LEARNING SOFT CONSTRAINTS FROM CONSTRAINED EXPERT DEMONSTRATIONS

Abstract

Inverse reinforcement learning (IRL) methods assume that the expert data is generated by an agent optimizing some reward function. However, in many settings, the agent may optimize a reward function subject to some constraints, where the constraints induce behaviors that may be otherwise difficult to express with just a reward function. We consider the setting where the reward function is given, and the constraints are unknown, and propose a method that is able to recover these constraints satisfactorily from the expert data. While previous work has focused on recovering hard constraints, our method can recover cumulative soft constraints that the agent satisfies on average per episode. In IRL fashion, our method solves this problem by adjusting the constraint function iteratively through a constrained optimization procedure, until the agent behavior matches the expert behavior.
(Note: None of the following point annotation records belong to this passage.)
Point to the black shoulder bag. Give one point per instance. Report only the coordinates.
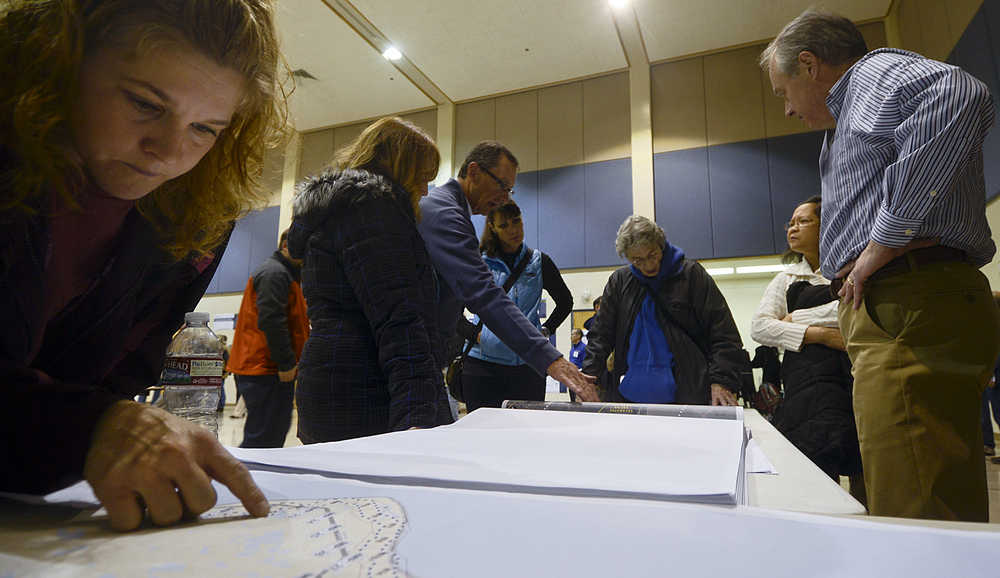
(453, 377)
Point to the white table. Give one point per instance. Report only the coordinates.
(799, 485)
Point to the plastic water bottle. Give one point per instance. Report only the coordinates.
(192, 373)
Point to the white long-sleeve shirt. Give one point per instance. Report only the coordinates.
(768, 327)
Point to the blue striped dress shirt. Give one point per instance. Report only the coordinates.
(906, 159)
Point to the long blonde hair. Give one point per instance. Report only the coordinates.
(398, 150)
(42, 46)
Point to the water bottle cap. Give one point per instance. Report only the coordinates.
(196, 318)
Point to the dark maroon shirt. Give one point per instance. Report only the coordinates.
(80, 243)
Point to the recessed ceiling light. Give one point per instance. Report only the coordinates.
(759, 269)
(392, 53)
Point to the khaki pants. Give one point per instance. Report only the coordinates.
(923, 346)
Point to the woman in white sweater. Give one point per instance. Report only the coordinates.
(798, 314)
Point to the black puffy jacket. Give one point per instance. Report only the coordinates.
(694, 300)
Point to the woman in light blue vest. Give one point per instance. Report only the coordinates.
(492, 371)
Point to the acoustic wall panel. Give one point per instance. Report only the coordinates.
(234, 269)
(678, 105)
(264, 234)
(974, 53)
(317, 150)
(936, 34)
(561, 200)
(254, 238)
(741, 200)
(474, 122)
(608, 202)
(682, 200)
(517, 127)
(606, 129)
(526, 197)
(793, 167)
(560, 126)
(734, 96)
(345, 135)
We demonstrate our approach on synthetic environments, robotics environments and real world highway driving scenarios.

1. INTRODUCTION

Inverse reinforcement learning (IRL) (Ng et al., 2000; Russell, 1998) refers to the problem of learning a reward function given observed optimal or near optimal behavior. However, in many setups, expert actions may result from a policy that inherently optimizes a reward function subject to certain constraints. While IRL methods are able to learn a reward function that explains the expert demonstrations well, many tasks also require knowing constraints. Constraints can often provide a more interpretable representation of behavior than just the reward function (Chou et al., 2018) . In fact, constraints can represent safety requirements more strictly than reward functions, and therefore are especially useful in safety-critical applications (Chou et al., 2021; Scobee & Sastry, 2019) . Inverse constraint learning (ICL) may therefore be defined as the process of extracting the constraint function(s) associated with the given optimal (or near optimal) expert data, where we assume that the reward function is available. Notably, some prior work (Chou et al., 2018; 2020; 2021; Scobee & Sastry, 2019; Malik et al., 2021) has tackled this problem by learning hard constraints (i.e., functions that indicate which state action-pairs are allowed). We propose a novel method for ICL (for simplicity, our method is also called ICL) that learns cumulative soft constraints from expert demonstrations while assuming that the reward function is known. The difference between hard constraints and soft constraints can be illustrated as follows. Suppose in an environment, we need to obey the constraint "do not use more than 3 units of energy". As a hard constraint, we typically wish to ensure that this constraint is always satisfied for any individual trajectory. The difference between this "hard" constraint and proposed "soft" constraints is that soft constraints are not necessarily satisfied in every trajectory, but rather only satisfied in expectation. This is equivalent to the specification "on average across all trajectories, do not use more than 3 units of energy". In the case of soft constraints, there may be certain trajectories when the constraint is violated, but in expectation, it is satisfied.